Mr Netanyahu, who has sometimes resorted to gimmicks and antics to draw attention to Iran’s nuclear progress, has made opposition to Iran a key part of his global diplomacy in the past.Once, at the United Nations General Assembly, he held up a cartoon drawing of bomb Marked are red lines describing enrichment levels. Another time, at the Munich Security Conference, he brandished a piece of debris that he said was an Iranian drone launched from Syria and shot down by Israel.

“Everywhere he went, he was talking about this issue,” recalled Jeremy Issacharoff, the former Israeli ambassador to Germany who for years served as the foreign ministry’s coordinator for regional security and the Iranian threat Key figure in diplomatic efforts.

At times, Netanyahu’s actions against Iran have severely strained Israel’s relations with the U.S. president, even though U.S. bipartisan support for Israel has long been viewed as a strategic asset.

Around 2012, Mr. Netanyahu angered President Barack Obama by urging him to set clear “red lines” on Iran’s nuclear progress that would prompt a U.S. military strike. The move comes as the Israeli prime minister is formulating plans for a unilateral Israeli attack in the face of strong opposition from Washington and public criticism from several former Israeli security chiefs. It is unclear whether Netanyahu is bluffing, and the possibility of an imminent strike is fading.

In 2015, he further challenged Obama in an impassioned speech to a joint session of Congress, denouncing the “bad deal” the United States and other world powers negotiated with Iran to curb its nuclear program.

After President Donald J. Trump came to power, Netanyahu encouraged him to withdraw from the deal — a move that many Israeli experts called a terrible mistake and a failure of Mr.
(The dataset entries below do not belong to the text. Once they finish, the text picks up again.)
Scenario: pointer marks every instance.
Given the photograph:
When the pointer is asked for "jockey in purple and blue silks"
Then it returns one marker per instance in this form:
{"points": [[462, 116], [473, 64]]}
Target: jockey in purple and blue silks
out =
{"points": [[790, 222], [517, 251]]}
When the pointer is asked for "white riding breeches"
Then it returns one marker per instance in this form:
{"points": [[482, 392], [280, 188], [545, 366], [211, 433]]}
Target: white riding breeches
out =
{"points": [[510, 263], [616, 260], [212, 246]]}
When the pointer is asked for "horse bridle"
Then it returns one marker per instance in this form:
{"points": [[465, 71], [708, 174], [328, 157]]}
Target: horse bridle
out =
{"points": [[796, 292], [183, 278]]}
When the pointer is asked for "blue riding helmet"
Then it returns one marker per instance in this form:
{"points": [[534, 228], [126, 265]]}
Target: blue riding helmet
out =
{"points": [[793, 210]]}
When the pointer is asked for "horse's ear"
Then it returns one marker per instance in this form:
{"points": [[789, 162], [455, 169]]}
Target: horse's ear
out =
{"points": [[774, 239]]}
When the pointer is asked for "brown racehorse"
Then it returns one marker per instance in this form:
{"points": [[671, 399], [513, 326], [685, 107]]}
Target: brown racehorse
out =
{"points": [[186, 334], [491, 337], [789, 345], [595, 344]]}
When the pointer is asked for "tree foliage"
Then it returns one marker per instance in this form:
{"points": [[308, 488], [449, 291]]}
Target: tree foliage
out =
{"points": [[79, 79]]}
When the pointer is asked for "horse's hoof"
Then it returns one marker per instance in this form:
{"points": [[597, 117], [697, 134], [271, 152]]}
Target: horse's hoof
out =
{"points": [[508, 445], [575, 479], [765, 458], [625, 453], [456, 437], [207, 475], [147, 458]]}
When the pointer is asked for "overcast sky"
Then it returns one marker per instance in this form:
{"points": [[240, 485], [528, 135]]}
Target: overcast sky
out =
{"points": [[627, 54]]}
Netanyahu’s Iran policy.

“Since then, there have been no restrictions on the program,” Mr. Issacharov added. “It has never been more advanced.”

But under Netanyahu’s watch, Israel has established diplomatic ties with more Arab states seen as part of a moderate anti-Iran axis, including the United Arab Emirates.

Whatever happens next, Ms. Muallem, Netanyahu’s biographer, said, “Bibi is still in the game,” referring to his nickname. “He is a core player, both diplomatically and politically, and things are not over yet. And he is playing the long game.”